While doctors, scientists, engineers and Wall Street whizz-kids are returning to India, the return of the prodigals is also driving the demand for luxury real estate. Many expats and Non-Resident Indians (NRIs) want the same comforts that they were used to abroad and will settle for nothing less. Here, we are not just talking about Indians coming home to their motherland but also about many multinationals employing expats, for whom one of the incentives to move in is the whole maharaja experience that includes private pools, maids' rooms and gardens that open onto golf courses.

"International investments contribute around 10 per cent of the total demand pie," says Anand Narayanan, National Director, Residential Agency, Knight Frank India. "We have witnessed a good inflow of investments from the UAE, Saudi Arabia, the US, the UK, Canada and Singapore."

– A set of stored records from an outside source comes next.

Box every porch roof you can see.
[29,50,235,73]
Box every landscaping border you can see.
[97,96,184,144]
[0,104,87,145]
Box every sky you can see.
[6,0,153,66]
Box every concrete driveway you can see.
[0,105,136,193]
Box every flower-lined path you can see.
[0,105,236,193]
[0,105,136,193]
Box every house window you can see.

There is no doubt that the demand pie is dominated by domestic buyers who prefer luxury housing projects as an upgrade to their lifestyle, he says. With economy growing at a good pace and income levels moving up, housing has no more been restricted to be considered for accommodation or investment perspective, but is also seen as a lifestyle statement. This sentiment has enabled many developers to introduce new product offerings and concepts such as branded residences, designer homes and theme-based housing projects.

"This makes the Indian residential market a realty hot spot for investors including NRIs, and lately for foreign financial institutions and private equity firms. It is considered to be an asset class that is set on a long-term growth trajectory," says Narayanan.

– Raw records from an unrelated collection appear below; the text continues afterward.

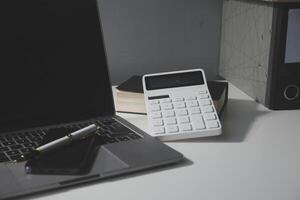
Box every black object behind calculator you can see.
[25,128,97,175]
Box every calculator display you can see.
[145,71,204,90]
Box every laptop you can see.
[0,0,183,199]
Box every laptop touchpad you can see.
[9,146,129,189]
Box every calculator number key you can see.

So just how hot is the market? Currently valued at more than $100 billion (Dh367 billion), the Indian real estate sector is poised to grow at 20 per cent CAGR (compound annual growth rate) in capital values over a longer time frame, thereby equalling long-term asset class returns of equity, explains Narayanan. "However, real estate would score over equity in its ability to generate annuity returns in the form of rentals, where rental yields (residential: 2 to 5 per cent and commercial, 8 to 12 per cent) are far superior than dividend yields (1 to 3 per cent)."

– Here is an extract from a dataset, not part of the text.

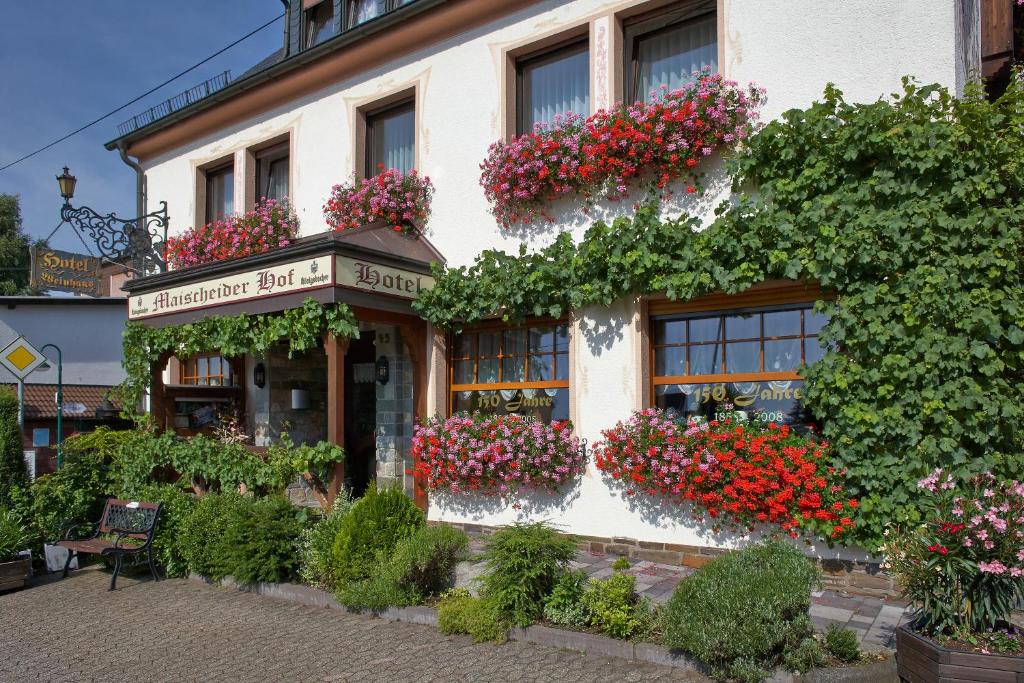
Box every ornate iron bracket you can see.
[60,202,168,275]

Considering this, Narayanan thinks it is also prudent to point out that there is no widespread liquidity crunch in the market as the developers are well capitalised. "We don't foresee any significant fall in pricing but prices will be stable for some time," he says.

He says buyer confidence will drive the return of demand in the market, provided there are no further interest rate hikes and major price appreciations. "Developmental rules in Mumbai and tier one cities have rationalised. But stringent government regulation may lead to limited supply," he says.

Need for transparency

Luring investors like flies to honey are the sweet returns on investments — but these same investors are often duped and end up with the short end of the stick — which is why the Indian realty sector is agitating for a regulator. "The introduction of a real estate regulator will bring more transparency to the industry. The regulator will further smoothen the process for approvals and guard consumers' interests, which will boost credibility and reliability, resulting in higher investor demand," says Narayanan.